Abstract Let \((M,g)\) be a Riemannian manifold, \(\Omega\subset M\) a domain with boundary \(\Gamma\), and\(\phi\) a smooth function such that \(\phi|_\Omega > 0\),\( \varphi |_\Gamma = 0\), and\(d\phi|_\Gamma\ne 0\).我们研究度量 \(G=g/\phi\) 的大地流。从\(\Omega\)的任何一点到\(\Gamma\)的距离都是有限的,因此,大地流是不完整的。在(\ω\)的邻域内流动的正则化建立了从(\ω\)到(\ω\)的自然反射定律。

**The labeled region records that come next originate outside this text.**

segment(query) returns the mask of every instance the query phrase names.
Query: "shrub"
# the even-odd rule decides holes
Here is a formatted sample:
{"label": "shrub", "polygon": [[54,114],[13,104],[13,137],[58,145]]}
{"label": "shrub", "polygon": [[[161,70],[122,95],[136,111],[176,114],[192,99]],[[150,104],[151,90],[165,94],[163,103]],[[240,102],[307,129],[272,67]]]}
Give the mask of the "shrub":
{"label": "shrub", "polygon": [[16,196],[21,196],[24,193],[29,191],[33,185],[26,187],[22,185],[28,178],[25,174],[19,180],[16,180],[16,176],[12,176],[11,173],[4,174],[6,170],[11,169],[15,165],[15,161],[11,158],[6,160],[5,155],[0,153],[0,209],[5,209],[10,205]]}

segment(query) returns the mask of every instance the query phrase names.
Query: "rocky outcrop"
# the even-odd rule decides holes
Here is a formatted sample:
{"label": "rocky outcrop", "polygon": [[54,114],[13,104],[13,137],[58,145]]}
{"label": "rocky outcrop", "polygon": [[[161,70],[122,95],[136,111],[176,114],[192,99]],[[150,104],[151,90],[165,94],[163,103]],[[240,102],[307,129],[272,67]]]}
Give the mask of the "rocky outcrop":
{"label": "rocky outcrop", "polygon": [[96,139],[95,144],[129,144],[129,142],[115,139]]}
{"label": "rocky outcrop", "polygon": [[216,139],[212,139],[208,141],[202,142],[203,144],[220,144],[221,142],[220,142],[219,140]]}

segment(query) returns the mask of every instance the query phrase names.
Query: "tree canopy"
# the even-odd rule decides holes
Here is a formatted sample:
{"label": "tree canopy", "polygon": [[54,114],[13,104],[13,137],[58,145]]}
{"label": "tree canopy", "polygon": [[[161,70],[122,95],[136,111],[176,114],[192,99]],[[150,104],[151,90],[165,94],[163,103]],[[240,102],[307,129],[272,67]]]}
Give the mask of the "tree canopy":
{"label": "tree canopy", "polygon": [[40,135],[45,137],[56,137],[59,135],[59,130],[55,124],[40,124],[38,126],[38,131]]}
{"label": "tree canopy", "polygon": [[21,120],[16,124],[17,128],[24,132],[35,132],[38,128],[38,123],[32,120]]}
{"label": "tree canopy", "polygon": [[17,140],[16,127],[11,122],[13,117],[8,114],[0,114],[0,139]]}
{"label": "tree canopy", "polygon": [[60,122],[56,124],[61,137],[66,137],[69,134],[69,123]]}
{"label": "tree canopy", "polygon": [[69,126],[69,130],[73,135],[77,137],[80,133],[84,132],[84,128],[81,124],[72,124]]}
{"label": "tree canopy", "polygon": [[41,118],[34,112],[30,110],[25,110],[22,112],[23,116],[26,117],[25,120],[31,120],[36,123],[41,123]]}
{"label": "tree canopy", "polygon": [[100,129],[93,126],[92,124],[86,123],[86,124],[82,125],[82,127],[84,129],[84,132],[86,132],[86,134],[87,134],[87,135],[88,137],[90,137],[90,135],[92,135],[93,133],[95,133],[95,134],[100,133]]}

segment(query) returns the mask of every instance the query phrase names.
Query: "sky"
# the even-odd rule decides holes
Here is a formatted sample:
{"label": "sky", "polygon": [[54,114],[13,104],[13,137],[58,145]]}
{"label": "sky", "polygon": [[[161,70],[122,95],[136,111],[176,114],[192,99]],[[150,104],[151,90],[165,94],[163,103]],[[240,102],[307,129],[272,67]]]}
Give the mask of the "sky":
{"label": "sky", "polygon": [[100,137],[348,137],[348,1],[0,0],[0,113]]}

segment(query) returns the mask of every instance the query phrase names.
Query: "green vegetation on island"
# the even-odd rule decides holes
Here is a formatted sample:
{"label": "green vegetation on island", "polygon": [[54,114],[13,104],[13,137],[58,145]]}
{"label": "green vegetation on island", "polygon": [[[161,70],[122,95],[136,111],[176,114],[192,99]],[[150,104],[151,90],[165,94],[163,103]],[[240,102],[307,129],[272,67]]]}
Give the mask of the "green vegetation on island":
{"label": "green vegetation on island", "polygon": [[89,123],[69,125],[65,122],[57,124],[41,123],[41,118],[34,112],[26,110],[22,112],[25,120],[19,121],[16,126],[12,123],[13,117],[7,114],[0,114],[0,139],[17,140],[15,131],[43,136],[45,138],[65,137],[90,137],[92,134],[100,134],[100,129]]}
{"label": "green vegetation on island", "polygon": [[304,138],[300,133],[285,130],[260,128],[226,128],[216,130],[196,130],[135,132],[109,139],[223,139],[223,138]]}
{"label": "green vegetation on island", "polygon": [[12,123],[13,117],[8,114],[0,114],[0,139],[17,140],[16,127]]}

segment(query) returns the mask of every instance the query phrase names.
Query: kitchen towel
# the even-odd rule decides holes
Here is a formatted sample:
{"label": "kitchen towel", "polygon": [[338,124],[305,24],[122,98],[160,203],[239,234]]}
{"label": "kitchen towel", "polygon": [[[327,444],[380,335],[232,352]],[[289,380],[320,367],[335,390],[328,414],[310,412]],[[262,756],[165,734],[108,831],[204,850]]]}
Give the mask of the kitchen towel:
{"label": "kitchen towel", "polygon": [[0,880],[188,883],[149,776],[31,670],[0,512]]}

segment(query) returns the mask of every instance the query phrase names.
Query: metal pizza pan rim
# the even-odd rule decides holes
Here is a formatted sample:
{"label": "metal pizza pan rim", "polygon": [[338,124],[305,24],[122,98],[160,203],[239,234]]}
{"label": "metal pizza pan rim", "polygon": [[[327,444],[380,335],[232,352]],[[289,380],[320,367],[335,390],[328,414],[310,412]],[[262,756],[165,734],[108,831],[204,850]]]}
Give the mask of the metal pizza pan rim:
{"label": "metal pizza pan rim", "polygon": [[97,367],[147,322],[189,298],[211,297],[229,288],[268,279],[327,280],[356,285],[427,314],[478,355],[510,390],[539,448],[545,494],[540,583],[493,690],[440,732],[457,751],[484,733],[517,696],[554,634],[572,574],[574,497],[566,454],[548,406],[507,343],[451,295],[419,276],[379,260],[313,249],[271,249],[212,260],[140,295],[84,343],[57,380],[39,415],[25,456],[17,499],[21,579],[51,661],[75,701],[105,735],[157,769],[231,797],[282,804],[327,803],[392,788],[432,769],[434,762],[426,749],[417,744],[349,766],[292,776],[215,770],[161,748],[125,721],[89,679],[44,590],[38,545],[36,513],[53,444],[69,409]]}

这引出了某个(不太标准的)台球问题。 doi 10.1134/s106192084010047
期刊介绍:
Russian Journal of Mathematical Physics is a peer-reviewed periodical that deals with the full range of topics subsumed by that discipline, which lies at the foundation of much of contemporary science. Thus, in addition to mathematical physics per se, the journal coverage includes, but is not limited to, functional analysis, linear and nonlinear partial differential equations, algebras, quantization, quantum field theory, modern differential and algebraic geometry and topology, representations of Lie groups, calculus of variations, asymptotic methods, random process theory, dynamical systems, and control theory.